Double back to see our earlier Robie House project.
Skip to Building Orthanc Part 3, Part 4, Part 5, Part 6, Part 7, Part 8.
The box shows the completed tower and figures.
This kit comes with three glossy, full-color, saddle-stapled instruction books.
Each bag is numbered, and the numbers match certain steps in the instruction books. This is bag #1.
These two subassemblies form one leg of the ent.
Here is the first leg and pelvis of the ent. This figure was a pain in the tail to assemble. The construction is not very intuitive, and the instructions are hard to read. We still enjoyed building it, though.
This is the complete lower section of the ent. I think that cream-colored thing on one foot is supposed to be a mushroom. The green branches are leaves.
This orc goes with the ent, and the grappling hook wraps around the ent's neck.
Below is a Lego tool. It has a narrow wedge on one end, bumps and sockets on the other, for separating Lego bricks that were placed wrong so they can be moved. We are SO glad to have this. There is no building Lego anything without putting something in the wrong place.
You can buy the brick separator individually. If you know anyone who plays with Legos, make sure they have one of these. I think all the big complicated kits should come with one, like Orthanc did. *laugh* But it's gonna drive some future archaeologist nuts trying to figure out what it's for.
This is the end of the first session, where we assembled an orc and half an ent.
Here begins the second session. This is one of the instruction books, showing the dark blobs that theoretically illustrate how to assemble the pieces. Yeah, right. We've spent a lot of time with our noses pressed to the page, trying to decipher the shapes and positions. The Robie House instructions were clearer -- but the bags of parts in that kit were much more chaotically organized.

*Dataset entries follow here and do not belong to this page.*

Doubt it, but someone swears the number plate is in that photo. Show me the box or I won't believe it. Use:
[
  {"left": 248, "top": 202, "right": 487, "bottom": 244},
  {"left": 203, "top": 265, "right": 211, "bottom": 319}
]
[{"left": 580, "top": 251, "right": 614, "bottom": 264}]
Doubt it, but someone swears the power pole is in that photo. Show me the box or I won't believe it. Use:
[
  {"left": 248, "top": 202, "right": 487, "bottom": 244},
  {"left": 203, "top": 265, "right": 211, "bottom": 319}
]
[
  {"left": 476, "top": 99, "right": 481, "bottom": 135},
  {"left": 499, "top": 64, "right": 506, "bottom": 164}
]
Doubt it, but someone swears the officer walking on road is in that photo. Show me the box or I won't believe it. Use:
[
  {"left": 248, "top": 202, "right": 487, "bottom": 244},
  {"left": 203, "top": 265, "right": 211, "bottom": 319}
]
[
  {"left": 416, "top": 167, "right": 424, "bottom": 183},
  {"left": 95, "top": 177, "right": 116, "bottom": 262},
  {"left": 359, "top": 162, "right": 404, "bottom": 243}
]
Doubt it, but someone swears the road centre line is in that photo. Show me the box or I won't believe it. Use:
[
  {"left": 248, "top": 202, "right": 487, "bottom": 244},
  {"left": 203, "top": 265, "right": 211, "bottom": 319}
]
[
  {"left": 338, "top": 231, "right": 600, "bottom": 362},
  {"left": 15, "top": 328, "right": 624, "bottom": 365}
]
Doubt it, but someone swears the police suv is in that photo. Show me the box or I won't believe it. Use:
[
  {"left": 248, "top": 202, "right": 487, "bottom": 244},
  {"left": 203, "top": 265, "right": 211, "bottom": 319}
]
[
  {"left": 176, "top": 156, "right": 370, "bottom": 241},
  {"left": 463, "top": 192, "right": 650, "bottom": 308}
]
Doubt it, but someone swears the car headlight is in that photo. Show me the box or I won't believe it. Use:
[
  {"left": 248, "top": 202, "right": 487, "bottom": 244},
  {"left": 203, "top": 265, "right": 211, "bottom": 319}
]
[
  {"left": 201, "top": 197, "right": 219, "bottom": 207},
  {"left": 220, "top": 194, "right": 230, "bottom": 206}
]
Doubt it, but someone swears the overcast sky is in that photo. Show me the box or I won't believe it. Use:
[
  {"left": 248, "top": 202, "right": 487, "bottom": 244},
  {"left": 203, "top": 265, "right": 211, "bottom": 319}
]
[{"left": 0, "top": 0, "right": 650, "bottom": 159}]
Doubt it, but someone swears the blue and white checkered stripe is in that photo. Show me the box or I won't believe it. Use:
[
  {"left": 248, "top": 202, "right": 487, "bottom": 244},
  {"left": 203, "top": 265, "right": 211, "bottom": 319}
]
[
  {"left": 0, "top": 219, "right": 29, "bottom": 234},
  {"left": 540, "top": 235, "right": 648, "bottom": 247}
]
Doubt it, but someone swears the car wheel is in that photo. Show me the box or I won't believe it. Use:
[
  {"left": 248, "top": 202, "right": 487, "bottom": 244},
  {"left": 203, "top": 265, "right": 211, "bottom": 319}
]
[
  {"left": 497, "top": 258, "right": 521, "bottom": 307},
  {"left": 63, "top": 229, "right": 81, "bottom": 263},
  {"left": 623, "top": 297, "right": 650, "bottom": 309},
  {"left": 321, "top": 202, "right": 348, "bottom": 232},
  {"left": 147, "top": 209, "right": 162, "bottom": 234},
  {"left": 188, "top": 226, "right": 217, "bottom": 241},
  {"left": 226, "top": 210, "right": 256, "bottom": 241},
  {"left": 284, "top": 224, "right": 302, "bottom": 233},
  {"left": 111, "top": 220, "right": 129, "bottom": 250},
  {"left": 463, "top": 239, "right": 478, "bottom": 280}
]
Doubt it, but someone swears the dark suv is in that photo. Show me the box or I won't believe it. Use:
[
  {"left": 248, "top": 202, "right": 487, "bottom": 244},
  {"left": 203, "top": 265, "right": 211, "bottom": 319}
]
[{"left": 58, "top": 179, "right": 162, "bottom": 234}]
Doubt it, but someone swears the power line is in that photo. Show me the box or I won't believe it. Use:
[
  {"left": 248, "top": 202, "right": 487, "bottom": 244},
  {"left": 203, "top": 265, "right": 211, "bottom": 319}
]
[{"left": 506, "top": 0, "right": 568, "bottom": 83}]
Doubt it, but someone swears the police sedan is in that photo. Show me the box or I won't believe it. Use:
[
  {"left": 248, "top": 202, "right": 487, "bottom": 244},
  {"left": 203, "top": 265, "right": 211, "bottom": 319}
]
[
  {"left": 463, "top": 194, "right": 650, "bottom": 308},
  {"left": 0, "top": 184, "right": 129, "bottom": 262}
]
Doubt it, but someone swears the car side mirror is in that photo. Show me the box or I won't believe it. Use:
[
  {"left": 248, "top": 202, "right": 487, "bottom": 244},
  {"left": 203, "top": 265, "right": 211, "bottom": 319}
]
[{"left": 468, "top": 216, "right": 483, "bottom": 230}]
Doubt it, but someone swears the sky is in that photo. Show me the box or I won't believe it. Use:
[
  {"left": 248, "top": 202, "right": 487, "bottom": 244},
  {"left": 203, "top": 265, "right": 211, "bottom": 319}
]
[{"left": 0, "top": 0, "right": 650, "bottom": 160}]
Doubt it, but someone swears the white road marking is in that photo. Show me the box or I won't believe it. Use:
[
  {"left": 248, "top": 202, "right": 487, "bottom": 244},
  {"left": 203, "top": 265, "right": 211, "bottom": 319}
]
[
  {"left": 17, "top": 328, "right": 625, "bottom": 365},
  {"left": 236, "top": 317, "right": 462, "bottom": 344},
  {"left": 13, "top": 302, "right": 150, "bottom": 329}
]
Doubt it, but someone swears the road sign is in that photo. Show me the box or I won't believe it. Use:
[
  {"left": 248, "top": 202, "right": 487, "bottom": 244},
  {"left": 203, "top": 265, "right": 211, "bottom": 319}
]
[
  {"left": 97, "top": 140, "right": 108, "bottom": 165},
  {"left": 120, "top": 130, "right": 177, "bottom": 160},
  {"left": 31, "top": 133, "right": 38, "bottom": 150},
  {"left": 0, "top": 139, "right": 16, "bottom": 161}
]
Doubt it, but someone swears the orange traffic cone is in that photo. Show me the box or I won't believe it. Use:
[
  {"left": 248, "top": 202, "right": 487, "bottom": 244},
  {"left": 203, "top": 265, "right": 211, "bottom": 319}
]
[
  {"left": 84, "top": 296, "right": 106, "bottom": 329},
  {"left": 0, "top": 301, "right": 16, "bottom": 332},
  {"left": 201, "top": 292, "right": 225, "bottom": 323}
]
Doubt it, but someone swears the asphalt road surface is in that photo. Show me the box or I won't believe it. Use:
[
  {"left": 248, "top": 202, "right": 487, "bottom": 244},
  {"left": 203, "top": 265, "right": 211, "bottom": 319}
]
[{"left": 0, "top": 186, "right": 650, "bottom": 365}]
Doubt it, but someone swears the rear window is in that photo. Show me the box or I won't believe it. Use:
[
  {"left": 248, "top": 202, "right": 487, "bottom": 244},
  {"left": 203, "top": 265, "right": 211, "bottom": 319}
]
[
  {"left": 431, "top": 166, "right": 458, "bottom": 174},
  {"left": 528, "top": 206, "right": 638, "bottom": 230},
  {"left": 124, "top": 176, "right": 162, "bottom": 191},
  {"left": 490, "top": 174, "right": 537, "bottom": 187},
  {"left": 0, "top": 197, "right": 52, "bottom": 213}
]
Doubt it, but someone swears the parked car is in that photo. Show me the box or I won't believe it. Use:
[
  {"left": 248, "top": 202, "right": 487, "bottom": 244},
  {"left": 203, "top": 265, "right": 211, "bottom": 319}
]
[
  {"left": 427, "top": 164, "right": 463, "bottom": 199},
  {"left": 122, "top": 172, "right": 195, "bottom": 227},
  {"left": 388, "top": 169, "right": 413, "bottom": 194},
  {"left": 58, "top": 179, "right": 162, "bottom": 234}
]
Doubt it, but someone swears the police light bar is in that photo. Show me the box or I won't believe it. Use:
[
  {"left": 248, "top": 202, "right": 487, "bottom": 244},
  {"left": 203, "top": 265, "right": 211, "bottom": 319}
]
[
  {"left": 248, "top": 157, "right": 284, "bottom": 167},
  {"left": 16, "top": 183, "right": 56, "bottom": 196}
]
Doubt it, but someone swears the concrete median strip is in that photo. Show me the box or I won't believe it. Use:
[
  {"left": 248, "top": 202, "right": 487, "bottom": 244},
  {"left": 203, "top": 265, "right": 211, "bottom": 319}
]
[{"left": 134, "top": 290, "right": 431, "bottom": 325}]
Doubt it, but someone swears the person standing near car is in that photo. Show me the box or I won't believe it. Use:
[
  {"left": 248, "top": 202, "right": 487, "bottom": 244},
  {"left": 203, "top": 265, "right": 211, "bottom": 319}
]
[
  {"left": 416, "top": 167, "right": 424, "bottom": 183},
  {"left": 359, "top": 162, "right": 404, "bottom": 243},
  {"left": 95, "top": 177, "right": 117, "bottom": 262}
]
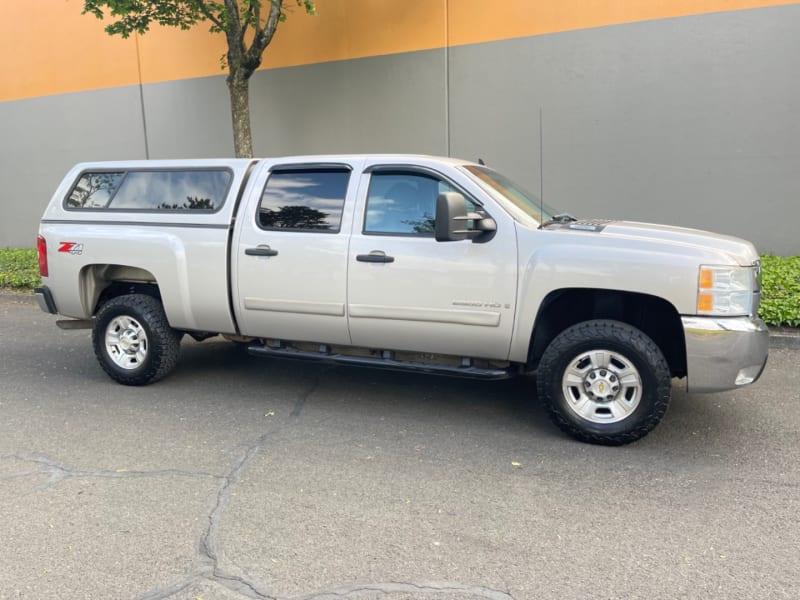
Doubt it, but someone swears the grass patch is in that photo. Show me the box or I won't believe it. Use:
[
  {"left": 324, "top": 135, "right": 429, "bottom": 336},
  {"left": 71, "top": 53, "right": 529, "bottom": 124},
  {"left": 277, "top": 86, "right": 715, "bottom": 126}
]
[
  {"left": 0, "top": 248, "right": 800, "bottom": 327},
  {"left": 0, "top": 248, "right": 42, "bottom": 293}
]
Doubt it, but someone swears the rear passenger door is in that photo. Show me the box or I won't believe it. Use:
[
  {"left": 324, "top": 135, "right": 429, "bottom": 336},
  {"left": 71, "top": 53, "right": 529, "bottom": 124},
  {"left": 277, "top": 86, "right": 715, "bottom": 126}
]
[{"left": 233, "top": 164, "right": 360, "bottom": 344}]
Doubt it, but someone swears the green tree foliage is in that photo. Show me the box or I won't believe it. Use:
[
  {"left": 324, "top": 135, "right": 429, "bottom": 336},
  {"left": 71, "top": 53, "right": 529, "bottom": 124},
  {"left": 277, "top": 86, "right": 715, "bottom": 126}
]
[
  {"left": 83, "top": 0, "right": 316, "bottom": 158},
  {"left": 759, "top": 254, "right": 800, "bottom": 327}
]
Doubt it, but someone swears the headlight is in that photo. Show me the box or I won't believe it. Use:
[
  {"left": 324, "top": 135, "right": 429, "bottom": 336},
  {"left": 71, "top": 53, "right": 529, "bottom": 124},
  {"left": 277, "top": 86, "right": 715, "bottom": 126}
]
[{"left": 697, "top": 265, "right": 756, "bottom": 317}]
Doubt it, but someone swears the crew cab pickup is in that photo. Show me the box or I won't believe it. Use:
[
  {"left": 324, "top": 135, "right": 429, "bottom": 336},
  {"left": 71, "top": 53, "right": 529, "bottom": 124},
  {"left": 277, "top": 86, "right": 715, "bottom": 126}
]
[{"left": 36, "top": 155, "right": 768, "bottom": 445}]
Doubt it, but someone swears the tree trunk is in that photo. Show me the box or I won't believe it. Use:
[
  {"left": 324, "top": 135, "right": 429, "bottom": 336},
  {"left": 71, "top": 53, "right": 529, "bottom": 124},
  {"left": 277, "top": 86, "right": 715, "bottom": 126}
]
[{"left": 228, "top": 69, "right": 253, "bottom": 158}]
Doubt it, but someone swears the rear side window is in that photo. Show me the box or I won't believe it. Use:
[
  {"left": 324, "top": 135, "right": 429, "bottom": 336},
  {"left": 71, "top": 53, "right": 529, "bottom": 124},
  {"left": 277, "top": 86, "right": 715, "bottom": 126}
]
[
  {"left": 258, "top": 168, "right": 350, "bottom": 233},
  {"left": 67, "top": 169, "right": 231, "bottom": 212}
]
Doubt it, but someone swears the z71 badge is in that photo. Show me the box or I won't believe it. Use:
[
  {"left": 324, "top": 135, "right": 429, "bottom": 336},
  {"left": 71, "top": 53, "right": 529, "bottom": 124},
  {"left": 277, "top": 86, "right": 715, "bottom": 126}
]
[{"left": 58, "top": 242, "right": 83, "bottom": 254}]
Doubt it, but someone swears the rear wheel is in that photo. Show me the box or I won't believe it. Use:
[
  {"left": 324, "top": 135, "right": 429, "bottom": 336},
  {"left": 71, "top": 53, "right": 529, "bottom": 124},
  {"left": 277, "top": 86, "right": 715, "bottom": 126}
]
[
  {"left": 537, "top": 320, "right": 671, "bottom": 446},
  {"left": 92, "top": 294, "right": 183, "bottom": 385}
]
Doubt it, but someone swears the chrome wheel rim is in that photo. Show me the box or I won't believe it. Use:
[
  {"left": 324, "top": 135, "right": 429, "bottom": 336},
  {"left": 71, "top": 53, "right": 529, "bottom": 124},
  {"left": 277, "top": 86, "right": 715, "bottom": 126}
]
[
  {"left": 561, "top": 350, "right": 643, "bottom": 423},
  {"left": 105, "top": 315, "right": 147, "bottom": 371}
]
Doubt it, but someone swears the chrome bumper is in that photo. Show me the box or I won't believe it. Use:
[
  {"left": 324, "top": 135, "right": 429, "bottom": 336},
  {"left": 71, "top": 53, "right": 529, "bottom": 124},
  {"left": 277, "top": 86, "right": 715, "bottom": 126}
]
[{"left": 681, "top": 317, "right": 769, "bottom": 392}]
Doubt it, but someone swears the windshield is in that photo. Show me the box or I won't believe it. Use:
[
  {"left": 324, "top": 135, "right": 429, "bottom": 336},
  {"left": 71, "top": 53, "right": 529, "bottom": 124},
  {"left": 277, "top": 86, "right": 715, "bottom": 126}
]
[{"left": 464, "top": 165, "right": 558, "bottom": 225}]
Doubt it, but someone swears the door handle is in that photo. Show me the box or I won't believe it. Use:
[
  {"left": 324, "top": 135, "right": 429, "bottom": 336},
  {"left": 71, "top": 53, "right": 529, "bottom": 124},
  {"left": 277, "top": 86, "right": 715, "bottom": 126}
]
[
  {"left": 244, "top": 246, "right": 278, "bottom": 256},
  {"left": 356, "top": 250, "right": 394, "bottom": 263}
]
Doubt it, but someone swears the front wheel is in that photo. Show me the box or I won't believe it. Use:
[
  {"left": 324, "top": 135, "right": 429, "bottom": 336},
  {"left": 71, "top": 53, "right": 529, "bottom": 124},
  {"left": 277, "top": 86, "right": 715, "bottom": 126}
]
[
  {"left": 92, "top": 294, "right": 182, "bottom": 385},
  {"left": 536, "top": 320, "right": 671, "bottom": 446}
]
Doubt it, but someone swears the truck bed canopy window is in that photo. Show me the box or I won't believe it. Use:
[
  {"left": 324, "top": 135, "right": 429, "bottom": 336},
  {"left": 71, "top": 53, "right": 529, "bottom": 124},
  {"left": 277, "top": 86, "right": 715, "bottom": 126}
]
[{"left": 66, "top": 169, "right": 232, "bottom": 212}]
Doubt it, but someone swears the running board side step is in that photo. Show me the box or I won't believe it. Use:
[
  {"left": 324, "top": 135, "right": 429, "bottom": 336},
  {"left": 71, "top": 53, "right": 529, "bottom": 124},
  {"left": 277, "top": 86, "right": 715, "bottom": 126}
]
[{"left": 247, "top": 344, "right": 520, "bottom": 379}]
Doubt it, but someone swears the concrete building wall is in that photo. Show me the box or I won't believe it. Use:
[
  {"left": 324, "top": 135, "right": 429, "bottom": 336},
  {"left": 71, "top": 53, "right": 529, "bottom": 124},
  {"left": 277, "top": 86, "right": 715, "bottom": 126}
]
[{"left": 0, "top": 0, "right": 800, "bottom": 254}]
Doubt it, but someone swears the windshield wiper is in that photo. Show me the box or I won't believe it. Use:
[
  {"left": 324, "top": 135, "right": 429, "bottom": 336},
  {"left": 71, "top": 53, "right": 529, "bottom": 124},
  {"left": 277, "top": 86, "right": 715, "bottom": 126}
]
[{"left": 539, "top": 213, "right": 578, "bottom": 229}]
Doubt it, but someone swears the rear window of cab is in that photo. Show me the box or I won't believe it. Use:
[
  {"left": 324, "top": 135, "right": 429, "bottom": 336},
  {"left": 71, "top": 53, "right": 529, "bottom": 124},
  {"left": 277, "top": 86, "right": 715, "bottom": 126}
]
[{"left": 64, "top": 168, "right": 233, "bottom": 212}]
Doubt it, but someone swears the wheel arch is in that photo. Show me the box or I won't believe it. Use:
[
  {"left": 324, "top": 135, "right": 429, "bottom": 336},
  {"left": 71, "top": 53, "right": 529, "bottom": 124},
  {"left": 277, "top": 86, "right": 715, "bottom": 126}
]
[
  {"left": 528, "top": 288, "right": 686, "bottom": 377},
  {"left": 78, "top": 264, "right": 161, "bottom": 315}
]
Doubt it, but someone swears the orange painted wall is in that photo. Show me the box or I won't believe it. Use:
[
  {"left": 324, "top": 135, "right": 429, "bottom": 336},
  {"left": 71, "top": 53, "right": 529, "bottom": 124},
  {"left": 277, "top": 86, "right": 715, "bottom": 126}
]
[{"left": 0, "top": 0, "right": 800, "bottom": 101}]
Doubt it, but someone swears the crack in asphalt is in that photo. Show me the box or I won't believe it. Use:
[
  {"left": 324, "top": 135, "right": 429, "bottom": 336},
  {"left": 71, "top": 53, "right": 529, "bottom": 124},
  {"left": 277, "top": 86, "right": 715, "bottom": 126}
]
[
  {"left": 0, "top": 452, "right": 220, "bottom": 490},
  {"left": 6, "top": 371, "right": 514, "bottom": 600},
  {"left": 290, "top": 582, "right": 514, "bottom": 600},
  {"left": 137, "top": 371, "right": 324, "bottom": 600}
]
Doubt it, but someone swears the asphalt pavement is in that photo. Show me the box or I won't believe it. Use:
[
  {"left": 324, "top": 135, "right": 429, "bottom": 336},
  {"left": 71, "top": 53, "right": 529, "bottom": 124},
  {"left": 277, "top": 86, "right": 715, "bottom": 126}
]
[{"left": 0, "top": 297, "right": 800, "bottom": 600}]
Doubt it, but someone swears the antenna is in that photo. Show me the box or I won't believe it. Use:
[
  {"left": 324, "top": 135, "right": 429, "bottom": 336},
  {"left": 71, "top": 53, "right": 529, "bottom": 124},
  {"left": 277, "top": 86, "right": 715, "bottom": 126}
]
[{"left": 539, "top": 106, "right": 544, "bottom": 223}]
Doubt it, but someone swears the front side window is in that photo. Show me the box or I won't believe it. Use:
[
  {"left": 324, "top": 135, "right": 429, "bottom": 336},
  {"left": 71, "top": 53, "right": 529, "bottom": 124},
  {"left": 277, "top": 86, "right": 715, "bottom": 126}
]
[
  {"left": 258, "top": 168, "right": 350, "bottom": 233},
  {"left": 66, "top": 169, "right": 231, "bottom": 211},
  {"left": 364, "top": 172, "right": 457, "bottom": 236}
]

These are the pieces for Session 2, laid out in approximate order. We'll be finishing the ent and making the eagle.
These two subassemblies belong to the top part of the ent. Notice that his eyes are not symmetrical.
Here they are connected. Those green and brown things are branches with leaves.
This subassembly forms one upper arm of the ent, with a ball joint at the shoulder and a socket joint at the elbow.
Here is the ent with the top half attached to the bottom half, and the upper arm attached to the shoulder. Notice that he doesn't have a separate head and torso; it's all one top section. The vines for the beard are pretty cool, though.
This subassembly is one hand and forearm of the ent. The hand is really quite clever, with three fingers and an opposable thumb, all of which move independently. I think this is my favorite part of the ent. There is no wrist per se, but the forearm ends in a ball joint, so this arm is quite agile.
Here is the ent with the whole arm and hand in place.
This is the upper arm for the other side. It is neither symmetrical nor as well-designed. That cross shape connects to the axle at the shoulder. I have to wonder if different teams were assigned to design different parts of the model, and didn't consult with each other, resulting in a left and right arm that are different. 0_o
So here is the finished ent. See how the right arm can only rotate forward and back, not out to the side as the left arm can. To me, he looks like a clunky brown robot. But he was still fun to make, and he stands up pretty well and can be posed in different positions.
This is the completed eagle. Two wings snap onto the body, and the back has bumps to hold a rider. The eagle is awesome.